DOES A WATER-BACKUP EXCLUSION INCLUDE SEWAGE? by Jordan R. Plitt

On Behalf of | Dec 8, 2022 | Firm News

Standard property policies typically contain an exclusion which provides that the insurer “will not pay for loss or damage caused directly or indirectly by . . . water that backs up or overflows from a sewer, drain, or sump.” A reasonable reading of that language would likely include within the application of the exclusion, damage caused by sewerage that backed up or overflowed from the sewer. Not so fast. Until recently in Ohio, the water-backup exclusion had been found to not include damage caused by sewerage as a result of the backup or overflow. However, in AKC, Inc. v. United Specialty Insurance Co., 2021-Ohio-3540, 187 N.E.3d 501 (Ohio 10/6/21), the Ohio Supreme Court reversed the ruling of the Ohio Ninth District Court of Appeals and found that a water-backup exclusion necessarily included sewerage within the scope of the exclusion. The Court of Appeals had found that the exclusion was ambiguous because it did not specifically use the word “sewerage.”

The Ohio Supreme Court found that when water backed up or overflowed from a sewer, the water was necessarily going to contain some sewerage. Referring to the Webster’s dictionary definition of “sewer” and “sewage”, there was no doubt to the Supreme Court that the average person purchasing insurance would understand this to be so because sewers naturally carry a watery mixture that most people typically call “sewage.”

The Ohio Supreme Court rejected the ambiguity methodology of the Court of Appeals. According to the Ohio Supreme Court, the Court of Appeals had improperly created ambiguity in the insurance policy by asking whether the insurer could have included different or more express language in the contract. The Supreme Court found that the question was not whether the water backup exclusion could have been worded differently or should have specifically stated that it applied to sewerage, even though “it could have necessarily and succinctly done so with the mere addition of the very word. The correct question was whether the water backup exclusion, as written, applied to sewerage carried into the insured property during a backup or overflow event.
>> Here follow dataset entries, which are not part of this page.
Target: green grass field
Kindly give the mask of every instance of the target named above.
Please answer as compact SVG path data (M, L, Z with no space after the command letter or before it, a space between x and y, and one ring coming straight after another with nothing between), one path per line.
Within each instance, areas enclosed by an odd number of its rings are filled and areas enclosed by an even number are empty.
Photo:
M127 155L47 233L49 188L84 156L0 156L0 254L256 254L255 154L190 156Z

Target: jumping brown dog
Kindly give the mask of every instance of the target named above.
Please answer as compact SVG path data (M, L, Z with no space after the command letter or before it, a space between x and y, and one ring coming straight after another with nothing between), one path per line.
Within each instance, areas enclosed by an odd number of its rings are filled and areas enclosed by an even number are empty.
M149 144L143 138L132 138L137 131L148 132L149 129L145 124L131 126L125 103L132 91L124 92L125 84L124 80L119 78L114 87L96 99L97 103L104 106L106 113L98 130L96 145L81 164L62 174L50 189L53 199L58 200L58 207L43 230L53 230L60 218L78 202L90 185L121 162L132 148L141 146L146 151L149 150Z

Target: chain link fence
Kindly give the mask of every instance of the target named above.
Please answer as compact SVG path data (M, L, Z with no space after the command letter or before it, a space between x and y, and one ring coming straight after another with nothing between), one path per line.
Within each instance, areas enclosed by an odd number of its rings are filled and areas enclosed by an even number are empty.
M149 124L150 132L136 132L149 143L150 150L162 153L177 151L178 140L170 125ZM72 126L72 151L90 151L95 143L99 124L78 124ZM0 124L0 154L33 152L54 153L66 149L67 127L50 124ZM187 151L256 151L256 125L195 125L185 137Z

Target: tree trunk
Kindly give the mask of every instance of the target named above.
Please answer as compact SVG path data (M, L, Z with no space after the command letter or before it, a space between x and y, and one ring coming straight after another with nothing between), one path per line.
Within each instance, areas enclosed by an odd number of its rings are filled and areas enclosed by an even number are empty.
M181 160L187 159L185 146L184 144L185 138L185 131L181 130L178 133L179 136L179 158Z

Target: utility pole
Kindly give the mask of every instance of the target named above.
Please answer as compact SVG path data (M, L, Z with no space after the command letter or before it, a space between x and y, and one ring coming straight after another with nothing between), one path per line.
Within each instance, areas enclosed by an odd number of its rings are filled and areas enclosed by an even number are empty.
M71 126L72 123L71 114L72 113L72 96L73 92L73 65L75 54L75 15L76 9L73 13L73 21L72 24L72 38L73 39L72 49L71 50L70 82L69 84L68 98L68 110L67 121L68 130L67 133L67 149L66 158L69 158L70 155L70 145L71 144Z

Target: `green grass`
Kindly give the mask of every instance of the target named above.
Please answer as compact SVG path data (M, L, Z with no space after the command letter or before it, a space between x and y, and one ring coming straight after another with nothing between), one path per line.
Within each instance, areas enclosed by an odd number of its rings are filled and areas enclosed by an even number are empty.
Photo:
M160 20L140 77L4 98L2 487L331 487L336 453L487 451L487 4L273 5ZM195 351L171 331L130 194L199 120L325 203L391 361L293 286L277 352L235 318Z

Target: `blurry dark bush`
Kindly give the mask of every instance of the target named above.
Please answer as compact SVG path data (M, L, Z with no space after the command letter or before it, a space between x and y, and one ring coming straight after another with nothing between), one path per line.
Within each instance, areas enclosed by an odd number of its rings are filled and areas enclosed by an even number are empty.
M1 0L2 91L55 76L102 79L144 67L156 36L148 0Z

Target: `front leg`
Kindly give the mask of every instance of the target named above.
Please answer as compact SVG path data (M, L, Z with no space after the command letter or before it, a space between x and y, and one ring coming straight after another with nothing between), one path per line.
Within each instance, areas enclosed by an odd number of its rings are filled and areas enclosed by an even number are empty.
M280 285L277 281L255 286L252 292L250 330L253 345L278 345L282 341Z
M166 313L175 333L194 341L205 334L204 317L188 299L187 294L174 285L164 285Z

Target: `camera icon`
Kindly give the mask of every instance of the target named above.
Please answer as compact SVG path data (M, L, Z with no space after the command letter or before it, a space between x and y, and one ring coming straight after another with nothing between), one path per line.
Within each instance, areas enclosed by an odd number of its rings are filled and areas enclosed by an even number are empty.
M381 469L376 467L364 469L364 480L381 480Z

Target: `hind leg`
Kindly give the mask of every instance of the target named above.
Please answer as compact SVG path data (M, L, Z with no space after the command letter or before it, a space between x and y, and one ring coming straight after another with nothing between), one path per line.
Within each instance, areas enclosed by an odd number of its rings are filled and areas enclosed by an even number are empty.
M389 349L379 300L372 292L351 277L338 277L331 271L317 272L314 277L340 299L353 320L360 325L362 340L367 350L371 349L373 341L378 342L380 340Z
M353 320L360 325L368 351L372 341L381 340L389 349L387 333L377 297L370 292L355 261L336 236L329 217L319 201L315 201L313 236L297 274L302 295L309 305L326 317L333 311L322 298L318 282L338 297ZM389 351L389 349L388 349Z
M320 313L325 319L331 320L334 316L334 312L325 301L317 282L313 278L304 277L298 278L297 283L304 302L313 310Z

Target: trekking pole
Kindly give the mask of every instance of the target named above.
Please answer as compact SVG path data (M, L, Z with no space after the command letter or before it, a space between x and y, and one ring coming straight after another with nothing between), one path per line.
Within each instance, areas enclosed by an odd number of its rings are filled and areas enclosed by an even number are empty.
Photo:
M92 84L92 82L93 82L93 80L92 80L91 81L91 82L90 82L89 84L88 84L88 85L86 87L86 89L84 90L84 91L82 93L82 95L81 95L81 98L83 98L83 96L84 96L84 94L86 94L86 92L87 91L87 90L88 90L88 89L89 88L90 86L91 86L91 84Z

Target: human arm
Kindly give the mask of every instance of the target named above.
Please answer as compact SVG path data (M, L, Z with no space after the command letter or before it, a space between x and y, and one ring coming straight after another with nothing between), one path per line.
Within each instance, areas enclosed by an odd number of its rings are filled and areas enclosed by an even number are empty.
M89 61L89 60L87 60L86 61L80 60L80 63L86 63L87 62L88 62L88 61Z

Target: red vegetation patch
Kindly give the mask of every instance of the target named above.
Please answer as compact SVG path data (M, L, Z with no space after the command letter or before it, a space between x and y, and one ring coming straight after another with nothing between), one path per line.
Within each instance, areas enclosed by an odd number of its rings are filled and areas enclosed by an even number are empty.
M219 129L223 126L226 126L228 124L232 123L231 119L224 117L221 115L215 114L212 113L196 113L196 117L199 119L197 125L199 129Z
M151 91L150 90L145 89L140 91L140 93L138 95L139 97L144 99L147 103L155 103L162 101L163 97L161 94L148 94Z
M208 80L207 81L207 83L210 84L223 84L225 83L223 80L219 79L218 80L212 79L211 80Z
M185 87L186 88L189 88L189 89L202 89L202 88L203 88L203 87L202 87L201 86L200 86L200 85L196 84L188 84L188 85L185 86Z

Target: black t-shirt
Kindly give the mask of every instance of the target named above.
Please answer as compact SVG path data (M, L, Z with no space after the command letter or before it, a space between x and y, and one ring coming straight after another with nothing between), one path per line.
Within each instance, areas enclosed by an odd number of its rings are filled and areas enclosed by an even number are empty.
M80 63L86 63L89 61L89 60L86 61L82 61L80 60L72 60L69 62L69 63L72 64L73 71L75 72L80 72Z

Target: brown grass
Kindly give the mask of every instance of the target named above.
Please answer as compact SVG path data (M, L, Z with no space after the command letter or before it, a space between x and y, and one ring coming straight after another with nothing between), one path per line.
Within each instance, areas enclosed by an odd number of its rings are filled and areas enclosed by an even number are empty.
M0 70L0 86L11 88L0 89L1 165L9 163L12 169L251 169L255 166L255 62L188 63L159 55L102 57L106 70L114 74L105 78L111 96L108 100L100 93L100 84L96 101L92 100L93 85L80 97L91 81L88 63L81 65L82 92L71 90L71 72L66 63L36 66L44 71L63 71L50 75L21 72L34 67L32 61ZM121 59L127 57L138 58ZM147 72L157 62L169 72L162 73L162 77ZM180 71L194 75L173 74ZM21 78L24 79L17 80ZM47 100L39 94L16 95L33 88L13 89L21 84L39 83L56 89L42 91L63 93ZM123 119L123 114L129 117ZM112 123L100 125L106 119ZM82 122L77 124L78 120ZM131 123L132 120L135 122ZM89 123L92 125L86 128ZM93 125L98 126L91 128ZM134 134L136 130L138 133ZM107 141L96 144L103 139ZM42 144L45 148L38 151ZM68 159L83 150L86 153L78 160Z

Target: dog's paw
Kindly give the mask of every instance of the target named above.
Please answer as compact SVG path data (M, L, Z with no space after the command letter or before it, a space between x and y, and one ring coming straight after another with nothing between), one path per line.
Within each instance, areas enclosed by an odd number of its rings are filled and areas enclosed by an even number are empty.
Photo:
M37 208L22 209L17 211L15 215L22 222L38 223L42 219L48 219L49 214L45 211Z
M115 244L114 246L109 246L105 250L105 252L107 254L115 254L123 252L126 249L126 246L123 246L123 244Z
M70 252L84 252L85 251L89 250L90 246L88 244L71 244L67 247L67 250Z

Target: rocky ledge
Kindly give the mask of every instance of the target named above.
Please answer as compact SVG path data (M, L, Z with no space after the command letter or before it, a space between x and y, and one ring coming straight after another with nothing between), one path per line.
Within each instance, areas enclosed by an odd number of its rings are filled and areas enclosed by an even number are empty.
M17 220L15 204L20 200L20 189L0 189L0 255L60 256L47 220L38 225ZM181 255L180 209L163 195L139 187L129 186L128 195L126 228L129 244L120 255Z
The Supreme Court found that it plainly did.

The Supreme Court also noted that there were standard endorsements available for purchase to the insured that effectively removed the water backup exclusion from the policy and thereby would have provided property owners with coverage for that type of event.

The obvious intent of the water-backup exclusion was to bar damages caused directly or indirectly by water that backed up or overflowed from a sewer. As such, the exclusion applied to damage caused by sewerage, even though the word “sewerage” was not used in the exclusion.